Al cabo de un momento, Julian volvió al cuarto de estar y se sentó junto a Brooke en el sofá.
—¿Estás segura de que todo va bien, cariño? ¿Es que hay algún problema?
Ella volvió a sonreír y negó con la cabeza, deseando que se le deshiciera el nudo que tenía en la garganta.
—Todo va estupendamente —mintió, mientras le apretaba la mano a Julian—. No hay ningún problema en absoluto.
No tengo corazón para otro trío
—¿Es normal que esté asustada? —preguntó Brooke, mientras doblaba la esquina de la calle de Randy y de Michelle.
—Bueno, hace mucho que no los vemos —masculló Julian, mientras tecleaba furiosamente en su móvil.
—No; me refiero a la fiesta. ¡Estará toda esa gente de mi infancia y todos nos preguntarán por nuestras vidas y nos contarán las vidas de sus hijos, todos los cuales fueron amigos míos, pero ahora han llegado más lejos que yo en todos los aspectos posibles!
—Te garantizo que ninguno de sus hijos se ha casado mejor que tú.
Con el rabillo del ojo, Brooke vio que Julian sonreía.
—¡Ja! Te habría dado la razón, si no me hubiera encontrado con la madre de Sasha Phillip en la ciudad, hace seis meses. Sasha era la abeja reina de sexto curso, la única niña capaz de ponerte a toda la clase en contra con un solo golpe de su brazalete autoenrollable, la niña con los calcetines menos caídos y las zapatillas KED más blancas de todo el colegio.

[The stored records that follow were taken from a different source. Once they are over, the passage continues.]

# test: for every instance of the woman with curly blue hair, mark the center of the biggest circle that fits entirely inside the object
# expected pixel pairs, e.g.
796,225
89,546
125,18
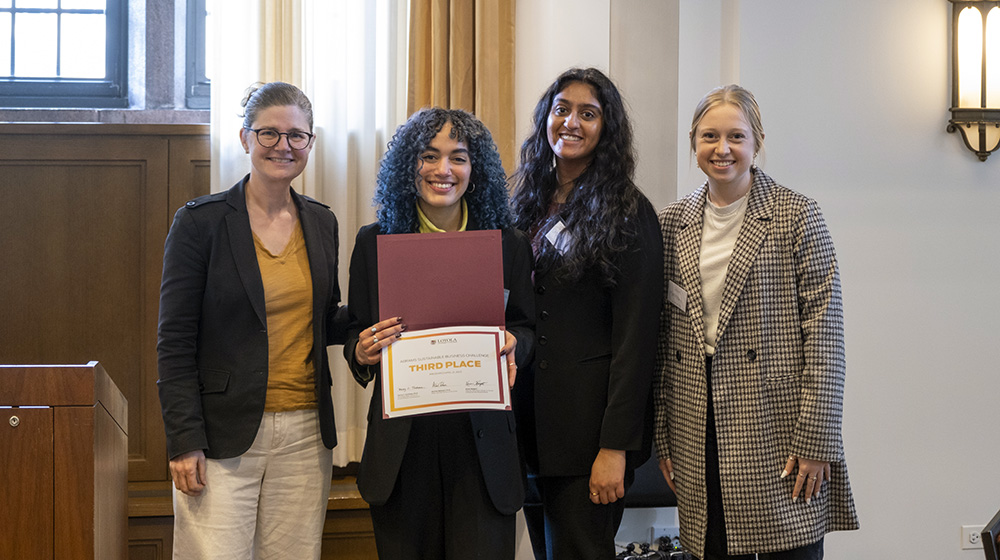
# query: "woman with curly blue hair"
447,485
583,404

—No sé adónde quieres llegar…
—Pues bien, antes de que pudiera escabullirme, vi a la madre de Sasha en Century 21, la tienda de menaje.
—Brooke…
—Y la mujer va y me acorrala entre las cortinas de ducha y las toallas, y empieza a fanfarronear, diciendo que Sasha se ha casado con un tipo al que están «preparando» para llegar a ser «muy influyente» en un «negocio familiar italiano» (guiño, guiño), y que ese tipo (ese partidazo) habría podido elegir entre todas las mujeres del mundo, pero ha preferido a su preciosa Sasha, que ya se ha convertido en la madrastra de los cuatro hijos que ya tenía el hombre. ¡Lo dijo fanfarroneando! Y me lo supo contar con tanta habilidad, que salí de allí lamentando que tú no pertenecieras a la mafia y no tuvieras un puñado de hijos de un matrimonio anterior.
Julian se echó a reír.
—Nunca me lo habías contado.
—Temía por tu vida.
—Entre los dos superaremos muy bien esta fiesta: unos aperitivos, un poco de cena, un brindis y a casa. ¿Te parece bien?
—Si tú lo dices.
Brooke aparcó el coche en el sendero de la urbanización de Randy, en el número 88, y de inmediato observó que el Nissan 350Z, el biplaza deportivo que su hermano adoraba, no se veía por ninguna parte. Estuvo a punto de decir algo al respecto, pero a Julian volvió a sonarle el móvil por milésima vez en las dos últimas horas y además ya se había bajado del coche.